# ISDN und Linux/Gentoo mal allgemein

## kannX

Hi, ich habe eine FritzCard PCI und wollte diese unter Gentoo zum Laufen bringen, und habe dazu mal nach Howtos im INet gesucht die leider alle etwas alt sind (Kernel 2.x).

Hier im Forum findet man überall ein bisschen, bisher hat mir aber nichts wirklich richtig weitergeholfen.

Also ich weiss das folgenden Packete relevant sind:

isdn4k-utils (isdnctrl, usw.)

capi4k-utils (u.a. SuSE Kernelmodule)

ppp (pppd)

Also das fcpci-Modul aus dem capi4k-utils läuft schon mal richtig, in dem Kernel ist ISDN/Capi und PPP Unterstützung drinn,soweit so gut.

Wenn ich mir jetzt so die Howtos anschaue wird in einigen ziemlich viel mit isdnctrl gemacht, in anderen fast nur mit dem pppd und dann wären da noch die Scripte und Configs von Gentoo (net.ppp0).

Zu guter letzt hat sich mein /dev - Tree seit meinen Anfängen mit ISDN "rummzuspielen" ziemlich verunstaltet.

Meine Fragen sind jetzt folgenden:

Was für eine Funktion haben die ganzen Devices im Dev-Tree?

In wie weit haben diese was mit isdnctrl, capi4k und pppd zu tun und welche Abhängigkeit haben diese untereinander?

In wie weit  und ob brauche ich hisax bzw. hisaxctrl nocht wenn ich das AVM-Modul verwende?

Zu guter letzt: Wie richte ich am besten alles ein um eine DialOnDemand Verbindung zu bekommen?

Ich wäre sehr dankbar wenn mich da jemand (umfassend) aufkären könnte, die man-, infopages und Howtos bin ich schon ziemlich leid.

----------

## P@rick

hi, 

hatte da auch ziemlich viel probleme mit aber jetz funktionierts, hoffe ich kann dir weiterhelfen.

Fangen wir am besten von vorne an.

Ich denke mal du benötigst so ziemlich die gleiche config wie ich also

sag ich mal was ich so in den Kernel bzw. als Modul kompiliert habe.

unter ISDN subsystem

[M] ISDN support

[*]  Support synchronous PPP

[*]   Use VJ-compression with synchronous PPP

[*]   Support generic MP

danach unter Passive ISDN cards

[M] Hisax Siemens...

[*] SUpport for Euro/DSS1

[*] AVM PnP/PCI (Fritz!PNP/PCI)

alles andere unter ISDN muss nicht mit reinkompiliert werden.

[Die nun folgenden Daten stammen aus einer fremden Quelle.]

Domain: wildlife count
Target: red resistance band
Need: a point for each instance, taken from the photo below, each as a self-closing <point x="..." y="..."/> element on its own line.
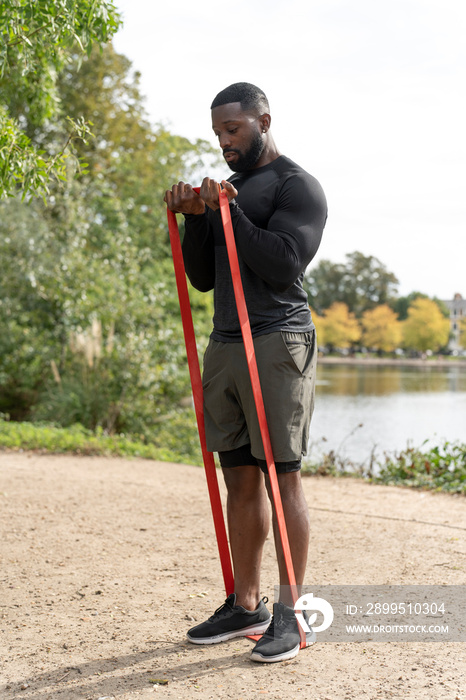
<point x="196" y="382"/>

Nachdem du diesen Kernel dann gestartet hast musst du den

Hisax treiber laden. Das sollte mit folgender Kommandozeile funktionieren.

modprobe hisax id=hisax protocol=2 type=27

mit 'lsmod' kannst du kontrollieren ob er geladen wurde,

jetz sollten /dev/isdnctrl und /dev/isdninfo vorhanden sein.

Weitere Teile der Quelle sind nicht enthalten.